Personal information
- Full name: David Kenneth Fasken
- Born: 23 March 1932 Batu Gajah, Perak, Federated Malay States
- Died: 24 May 2006 (aged 74) London, England
- Batting: Right-handed
- Bowling: Right-arm medium-fast

Domestic team information
- 1950–1955: Oxfordshire
- 1953–1955: Oxford University
- 1956–1959: Marylebone Cricket Club

Career statistics
| Competition | First-class |
| Matches | 36 |
| Runs scored | 559 |
| Batting average | 12.42 |
| 100s/50s | –/1 |
| Top score | 61 |
| Balls bowled | 5,715 |
| Wickets | 71 |
| Bowling average | 40.30 |
| 5 wickets in innings | 1 |
| 10 wickets in match | – |
| Best bowling | 5/108 |
| Catches/stumpings | 21/– |
- Source: Cricinfo, 3 June 2019

= David Fasken (cricketer) =

English cricketer and businessman (1932–2006)

David Kenneth Fasken (23 March 1932 – 24 May 2006) was an English first-class cricketer and businessman. Fasken played first-class cricket for several teams between 1953-1962, though he played predominantly for Oxford University. After graduating from the University of Oxford, he became a director for the Earls Court and Olympia exhibition centres, helping them become world leading exhibition venues.

==Life, cricket and business career==
Fasken was born into a military family at Batu Gajah in British Malaya in March 1932. His family moved back to England in 1937, where he attended the Dragon School at Oxford, before attending Wellington College. From Wellington he went up to Trinity College, Oxford, where he studied languages. He had debuted for Oxfordshire in minor counties cricket in the 1950 Minor Counties Championship. While studying at Oxford he made his debut in first-class cricket for Oxford University against Lancashire at Oxford in 1953. He played first-class cricket for Oxford until 1955, making 27 appearances and gaining a blue. Playing as a right-arm medium-fast bowler, he took 58 wickets for the university at an average of 35.94, with best figures of 5 for 108 against the touring Australians in 1953. With the bat he scored 403 runs with a high score of 61. In addition to playing first-class cricket for Oxford University, Fasken also played three matches apiece for the Marylebone Cricket Club from 1956-59, and for the Free Foresters from 1959-62. He also played at first-class level for D. R. Jardine's XI and L. C. Stevens' XI. He played his final minor counties match for Oxfordshire in 1955.
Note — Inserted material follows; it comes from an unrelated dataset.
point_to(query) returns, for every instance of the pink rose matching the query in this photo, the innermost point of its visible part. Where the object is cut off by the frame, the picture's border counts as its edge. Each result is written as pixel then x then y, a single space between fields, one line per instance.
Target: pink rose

After graduating from Oxford, Fasken decided not to take up a career as a cricketer, stating that "the life" never appealed to him. Instead he took up a career managing exhibition centres, including Earls Court and Olympia, both of which he was vice-president until his retirement in 1993. During his tenure he helped Olympia to become one of the world's leading exhibition venues. He was also a major factor in the development of Earls Court Two in the late 1980s. When he was 69 he was diagnosed with hydrocephalus, which required several shunts to slow the progression of the condition. He spent four months in hospital with a kidney infection shortly before his death. He returned home for a month, but died on 24 May 2006, following a fall down the stairs at his home. He was survived by his wife Susan of 38 years and their two children Joanna and Hugh and three grandchildren.